There are 30 million people in the United States with rare diseases, mostly fatal childhood diseases. So far, approximately 150,000 in the US have died from COVID-19, a very disturbing loss of life. Almost all children born with rare, genetic diseases will die. Long after COVID is a distant memory, which I hope happens quickly, children will still be dying every day from rare diseases.
Let’s take the technology, the accelerated regulatory pathways, the funding, and, most of all, the will and the grit to save the lives of these children that will continue to be born with rare diseases. This is my commitment and I welcome the help and support from everyone who believes we can do this!
Can you please give us your favorite “Life Lesson Quote”? Can you share how that was relevant to you in your life?

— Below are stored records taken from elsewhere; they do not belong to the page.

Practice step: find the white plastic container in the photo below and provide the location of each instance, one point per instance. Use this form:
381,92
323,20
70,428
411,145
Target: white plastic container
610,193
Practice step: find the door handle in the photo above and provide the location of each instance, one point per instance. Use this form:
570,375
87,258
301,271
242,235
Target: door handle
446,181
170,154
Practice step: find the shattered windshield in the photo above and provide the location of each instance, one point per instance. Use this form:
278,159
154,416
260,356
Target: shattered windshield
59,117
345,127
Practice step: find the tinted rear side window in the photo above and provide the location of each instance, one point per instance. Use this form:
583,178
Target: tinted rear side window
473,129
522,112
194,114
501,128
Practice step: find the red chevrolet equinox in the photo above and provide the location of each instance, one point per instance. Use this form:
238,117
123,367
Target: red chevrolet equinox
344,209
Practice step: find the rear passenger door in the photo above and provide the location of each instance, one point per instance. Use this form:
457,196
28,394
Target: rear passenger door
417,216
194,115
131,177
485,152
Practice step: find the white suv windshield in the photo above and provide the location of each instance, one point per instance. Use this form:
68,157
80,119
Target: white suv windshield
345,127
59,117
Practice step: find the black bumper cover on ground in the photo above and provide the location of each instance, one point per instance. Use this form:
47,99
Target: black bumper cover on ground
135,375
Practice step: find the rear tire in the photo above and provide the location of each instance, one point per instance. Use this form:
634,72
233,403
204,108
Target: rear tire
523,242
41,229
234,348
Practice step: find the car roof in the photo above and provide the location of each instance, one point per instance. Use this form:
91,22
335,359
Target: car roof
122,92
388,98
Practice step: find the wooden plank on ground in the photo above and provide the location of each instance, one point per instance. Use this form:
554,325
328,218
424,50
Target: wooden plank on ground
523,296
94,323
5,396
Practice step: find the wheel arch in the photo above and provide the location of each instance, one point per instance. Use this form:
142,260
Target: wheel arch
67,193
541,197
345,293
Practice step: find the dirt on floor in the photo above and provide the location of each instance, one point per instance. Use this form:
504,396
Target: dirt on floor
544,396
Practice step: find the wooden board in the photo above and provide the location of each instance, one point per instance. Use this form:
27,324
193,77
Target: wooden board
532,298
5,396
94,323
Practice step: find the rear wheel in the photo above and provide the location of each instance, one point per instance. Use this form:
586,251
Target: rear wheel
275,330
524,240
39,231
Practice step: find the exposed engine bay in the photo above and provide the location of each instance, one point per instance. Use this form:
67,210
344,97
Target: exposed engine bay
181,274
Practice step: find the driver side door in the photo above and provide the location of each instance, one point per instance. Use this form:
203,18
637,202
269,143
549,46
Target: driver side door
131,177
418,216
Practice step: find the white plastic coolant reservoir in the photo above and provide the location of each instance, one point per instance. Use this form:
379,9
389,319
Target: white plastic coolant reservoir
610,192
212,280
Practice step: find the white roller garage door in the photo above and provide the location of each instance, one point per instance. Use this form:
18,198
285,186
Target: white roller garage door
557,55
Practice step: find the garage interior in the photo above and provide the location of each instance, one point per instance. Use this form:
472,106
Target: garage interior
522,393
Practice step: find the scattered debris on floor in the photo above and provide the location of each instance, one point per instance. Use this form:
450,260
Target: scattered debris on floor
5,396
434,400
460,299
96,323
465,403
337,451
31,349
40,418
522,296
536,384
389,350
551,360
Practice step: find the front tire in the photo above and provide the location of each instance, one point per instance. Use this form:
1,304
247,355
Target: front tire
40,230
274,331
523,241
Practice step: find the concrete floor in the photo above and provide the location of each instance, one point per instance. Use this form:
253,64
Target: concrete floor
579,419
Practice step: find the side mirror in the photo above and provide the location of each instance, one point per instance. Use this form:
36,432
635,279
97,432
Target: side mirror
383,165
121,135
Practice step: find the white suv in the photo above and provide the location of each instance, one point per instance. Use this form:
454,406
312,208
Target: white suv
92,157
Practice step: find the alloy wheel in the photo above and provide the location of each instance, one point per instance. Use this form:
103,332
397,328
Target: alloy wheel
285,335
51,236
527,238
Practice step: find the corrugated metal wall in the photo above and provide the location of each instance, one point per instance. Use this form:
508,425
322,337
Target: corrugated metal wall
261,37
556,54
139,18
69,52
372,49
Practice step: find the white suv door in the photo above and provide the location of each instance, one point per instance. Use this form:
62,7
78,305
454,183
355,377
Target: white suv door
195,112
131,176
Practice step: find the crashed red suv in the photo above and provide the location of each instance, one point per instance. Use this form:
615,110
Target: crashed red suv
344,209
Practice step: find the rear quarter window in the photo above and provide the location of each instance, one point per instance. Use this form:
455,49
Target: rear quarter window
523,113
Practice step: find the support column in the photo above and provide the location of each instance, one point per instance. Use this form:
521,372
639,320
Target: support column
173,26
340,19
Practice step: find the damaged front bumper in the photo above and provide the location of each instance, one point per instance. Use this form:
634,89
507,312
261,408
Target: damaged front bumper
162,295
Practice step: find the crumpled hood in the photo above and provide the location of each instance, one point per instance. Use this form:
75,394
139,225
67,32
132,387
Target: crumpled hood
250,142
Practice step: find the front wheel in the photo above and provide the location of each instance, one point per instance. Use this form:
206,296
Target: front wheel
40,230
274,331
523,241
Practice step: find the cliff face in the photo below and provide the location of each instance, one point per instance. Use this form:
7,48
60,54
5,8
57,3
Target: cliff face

My favorite quote is “if you want to see God laugh, tell him your plans.” This quote was true for me even before CureDuchenne was founded. As I mentioned earlier, my husband and I thought we had our lives planned out and then Hawken’s diagnosis changed all of it. Our original plans were so far from what our reality turned out to be. This is relevant to CureDuchenne and any other nonprofit as sometimes science projects don’t work out, while there are others that out of the blue just happen. What I’ve learned from this quote and applying it to my own life is that you can work hard and prepare, but you have to be pragmatic. What I mean by that is you can’t be so attached to an outcome of a situation that you don’t have a “plan b.” It’s important to have a plan and work hard towards your goals, but also be able to pivot that plan when the outcome isn’t what you anticipated.
We are very blessed that some very prominent names in Business, VC funding, Sports, and Entertainment read this column. Is there a person in the world, or in the US with whom you would love to have a private breakfast or lunch with, and why? He or she might just see this if we tag them.
Elon Musk; He gets the next to impossible done. He thinks big. He can cure Duchenne.
Thank you for these fantastic insights. We greatly appreciate the time you spent on this.